Scholarship of Teaching and Learning (SoTL)
What is SoTL?
“[SoTL] is a kind of going meta in which faculty frame and systematically investigate questions related to student learning—the conditions under which it occurs, what it looks like, how to deepen it and so forth—and do so with an eye not only to improve their own classrooms but to advancing practice beyond it.” (Hutchings & Shulman 1999)

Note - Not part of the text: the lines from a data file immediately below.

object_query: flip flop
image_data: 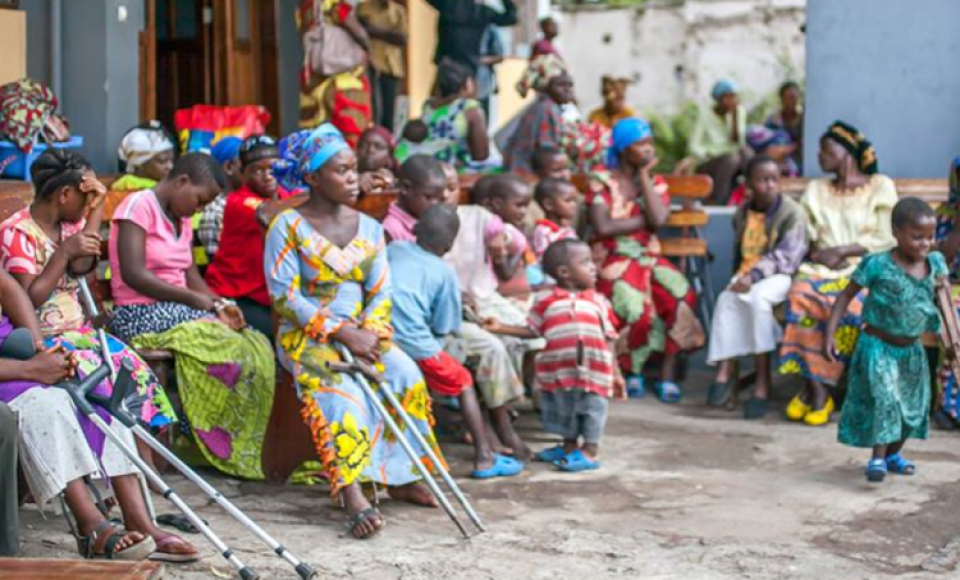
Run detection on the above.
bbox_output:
[150,536,200,564]
[533,445,567,463]
[653,381,683,404]
[554,449,600,473]
[472,454,523,479]
[347,507,384,540]
[867,459,887,483]
[887,453,917,475]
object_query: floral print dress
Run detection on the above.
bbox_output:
[586,171,704,375]
[264,210,440,497]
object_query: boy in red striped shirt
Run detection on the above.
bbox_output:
[485,239,625,471]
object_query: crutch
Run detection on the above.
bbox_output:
[327,347,486,538]
[58,364,260,580]
[80,278,318,580]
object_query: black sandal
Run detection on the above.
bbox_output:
[347,507,384,540]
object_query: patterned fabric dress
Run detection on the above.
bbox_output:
[264,210,440,497]
[0,208,176,427]
[586,171,704,374]
[780,175,898,385]
[837,252,947,447]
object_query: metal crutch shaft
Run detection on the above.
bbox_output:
[66,366,260,580]
[331,348,470,539]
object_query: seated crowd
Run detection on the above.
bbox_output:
[0,53,960,562]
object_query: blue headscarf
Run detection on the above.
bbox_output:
[607,117,653,169]
[710,79,737,101]
[298,123,350,175]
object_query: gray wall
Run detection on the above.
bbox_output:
[20,0,144,172]
[804,0,960,178]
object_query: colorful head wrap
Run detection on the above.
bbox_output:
[240,135,280,167]
[823,121,879,175]
[298,123,350,175]
[119,121,173,173]
[607,117,653,168]
[210,136,243,165]
[517,54,569,97]
[710,79,737,101]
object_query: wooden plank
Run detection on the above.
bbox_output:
[664,209,710,228]
[0,558,164,580]
[660,238,707,258]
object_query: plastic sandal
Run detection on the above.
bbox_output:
[787,395,811,421]
[627,375,647,399]
[533,445,567,463]
[554,449,600,473]
[867,459,887,483]
[472,453,523,479]
[743,397,770,419]
[887,453,917,475]
[653,381,683,404]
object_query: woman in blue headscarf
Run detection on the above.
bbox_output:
[264,124,440,539]
[586,119,704,403]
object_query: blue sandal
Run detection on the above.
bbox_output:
[554,449,600,473]
[867,459,887,483]
[887,453,917,475]
[533,445,567,463]
[473,453,523,479]
[653,381,682,404]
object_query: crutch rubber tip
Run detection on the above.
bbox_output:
[294,563,320,580]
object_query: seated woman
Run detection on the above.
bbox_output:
[0,268,199,562]
[264,124,439,539]
[586,119,704,403]
[0,149,176,430]
[689,80,752,205]
[110,121,174,191]
[780,121,897,426]
[205,135,290,339]
[110,153,274,479]
[421,60,490,170]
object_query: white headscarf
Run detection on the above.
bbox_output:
[119,121,173,173]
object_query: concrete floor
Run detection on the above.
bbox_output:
[13,373,960,580]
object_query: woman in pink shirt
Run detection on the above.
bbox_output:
[110,153,274,479]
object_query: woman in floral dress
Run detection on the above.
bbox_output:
[264,124,439,539]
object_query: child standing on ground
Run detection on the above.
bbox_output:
[823,198,947,482]
[387,205,523,479]
[487,239,625,471]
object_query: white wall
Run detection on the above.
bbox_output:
[559,0,806,113]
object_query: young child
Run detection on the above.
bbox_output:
[823,198,948,482]
[205,135,290,338]
[387,205,523,479]
[197,136,243,259]
[707,155,808,420]
[486,239,625,471]
[383,155,447,242]
[116,120,174,191]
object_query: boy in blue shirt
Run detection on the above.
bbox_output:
[387,205,523,479]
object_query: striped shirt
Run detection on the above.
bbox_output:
[529,287,619,397]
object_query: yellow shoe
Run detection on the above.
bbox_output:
[787,395,810,421]
[803,397,836,427]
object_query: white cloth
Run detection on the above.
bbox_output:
[707,274,792,364]
[9,388,139,508]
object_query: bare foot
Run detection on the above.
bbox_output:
[387,483,440,508]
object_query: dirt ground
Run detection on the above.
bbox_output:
[15,376,960,580]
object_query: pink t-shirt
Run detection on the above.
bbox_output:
[110,189,193,306]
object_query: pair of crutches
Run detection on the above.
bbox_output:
[73,278,318,580]
[327,345,486,539]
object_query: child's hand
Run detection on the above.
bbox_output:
[823,332,837,362]
[730,276,753,294]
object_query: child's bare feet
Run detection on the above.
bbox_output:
[387,482,440,508]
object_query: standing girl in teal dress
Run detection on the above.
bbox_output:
[824,198,947,482]
[264,124,440,539]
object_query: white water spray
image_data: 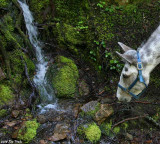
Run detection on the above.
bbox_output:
[18,0,57,111]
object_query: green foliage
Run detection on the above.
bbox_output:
[0,84,13,106]
[10,49,35,86]
[81,102,101,118]
[84,123,101,143]
[53,56,79,98]
[0,0,8,9]
[56,23,82,54]
[101,120,120,137]
[30,0,51,23]
[77,123,101,143]
[17,120,40,143]
[0,109,7,117]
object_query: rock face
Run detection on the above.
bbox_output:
[49,56,79,98]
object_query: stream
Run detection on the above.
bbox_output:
[18,0,58,113]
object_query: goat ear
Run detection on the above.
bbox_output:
[116,51,134,64]
[118,42,132,52]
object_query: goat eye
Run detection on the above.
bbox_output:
[122,74,129,78]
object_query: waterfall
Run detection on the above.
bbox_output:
[18,0,57,111]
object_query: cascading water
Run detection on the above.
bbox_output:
[18,0,57,111]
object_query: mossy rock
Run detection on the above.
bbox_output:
[80,101,101,118]
[100,120,120,137]
[17,120,40,143]
[0,109,7,117]
[52,56,79,98]
[0,0,8,8]
[77,123,101,143]
[0,84,13,106]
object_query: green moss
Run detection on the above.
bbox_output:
[77,123,101,143]
[80,102,101,118]
[101,120,120,137]
[10,49,35,86]
[0,109,7,117]
[30,0,51,23]
[56,23,82,55]
[0,84,13,106]
[17,120,39,143]
[53,56,78,97]
[0,0,8,8]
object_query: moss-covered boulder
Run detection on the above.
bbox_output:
[77,123,101,143]
[52,56,79,98]
[0,109,7,117]
[17,120,39,143]
[81,101,101,118]
[0,84,13,107]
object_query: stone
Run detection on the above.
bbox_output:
[94,104,114,124]
[48,123,70,141]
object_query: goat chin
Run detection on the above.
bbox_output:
[116,92,132,102]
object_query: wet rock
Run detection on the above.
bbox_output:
[94,104,114,124]
[81,101,100,115]
[0,67,6,81]
[79,80,89,96]
[37,115,46,124]
[12,110,20,118]
[47,56,79,98]
[48,123,70,141]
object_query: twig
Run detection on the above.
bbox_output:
[111,114,148,131]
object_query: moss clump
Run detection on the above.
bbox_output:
[77,123,101,143]
[17,120,39,143]
[0,85,13,106]
[0,109,7,117]
[101,120,120,137]
[52,56,79,98]
[80,101,101,118]
[0,0,8,8]
[30,0,51,23]
[10,49,35,86]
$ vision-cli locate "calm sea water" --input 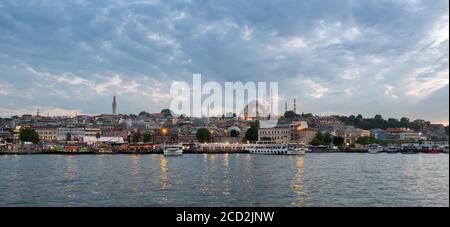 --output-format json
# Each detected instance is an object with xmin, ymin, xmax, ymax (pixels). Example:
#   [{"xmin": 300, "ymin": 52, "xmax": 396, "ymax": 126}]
[{"xmin": 0, "ymin": 154, "xmax": 449, "ymax": 207}]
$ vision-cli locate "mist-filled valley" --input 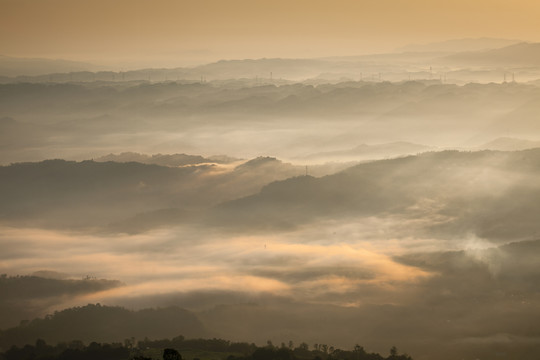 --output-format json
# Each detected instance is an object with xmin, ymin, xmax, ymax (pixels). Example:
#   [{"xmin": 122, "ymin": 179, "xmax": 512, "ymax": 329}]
[{"xmin": 0, "ymin": 39, "xmax": 540, "ymax": 360}]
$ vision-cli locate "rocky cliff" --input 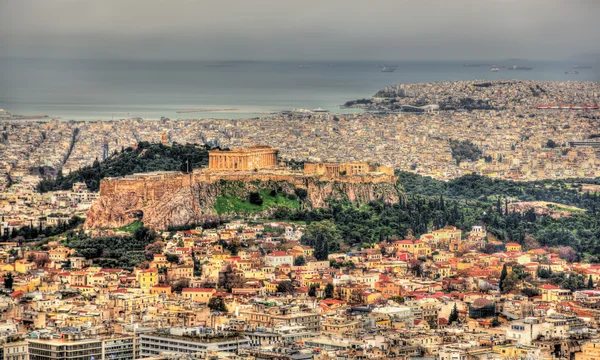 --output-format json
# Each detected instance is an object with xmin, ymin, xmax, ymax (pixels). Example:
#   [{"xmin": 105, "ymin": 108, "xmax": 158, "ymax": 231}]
[{"xmin": 84, "ymin": 170, "xmax": 400, "ymax": 229}]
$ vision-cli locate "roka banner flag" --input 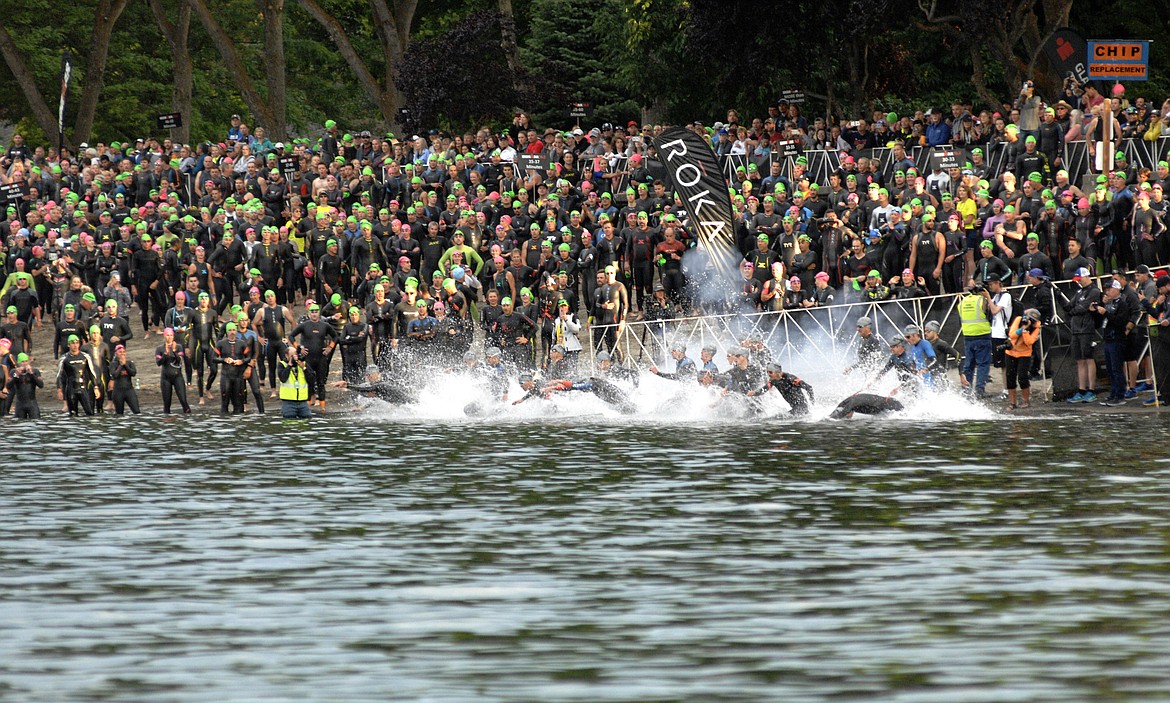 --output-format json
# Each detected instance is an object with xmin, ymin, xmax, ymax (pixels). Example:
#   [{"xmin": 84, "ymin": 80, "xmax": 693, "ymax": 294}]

The Scholarship of Teaching and Learning (SoTL) generally entails the study of student learning and the public sharing of these investigations. Many faculty take a scholarly approach to teaching such as reading the higher education pedagogical literature, reviewing and making changes to teaching based on course evaluation data, or attending teaching-related professional development workshops.
U of T SoTL Showcase
Community-engaged Learning (CEL): Integrating Anthropological Discourse with Indigenous Knowledge
The project focused on the course Anthropology and Indigenous Peoples of Turtle Island in Canada (ANT241). For details on the development of the CEL course, consult Fukuzawa et al. (2020) in Teaching Anthropology.
Guided by the Indigenous Action Group (IAG) at UTM, this project integrated Indigenous methodologies at each stage. Answering the Call, Wecheehetowin: “The entire community bears a responsibility for action, but Indigenous people must be at the centre of decision-making, with full agency and not as people being acted upon” (U of T Steering Committee, 2016, p. 31).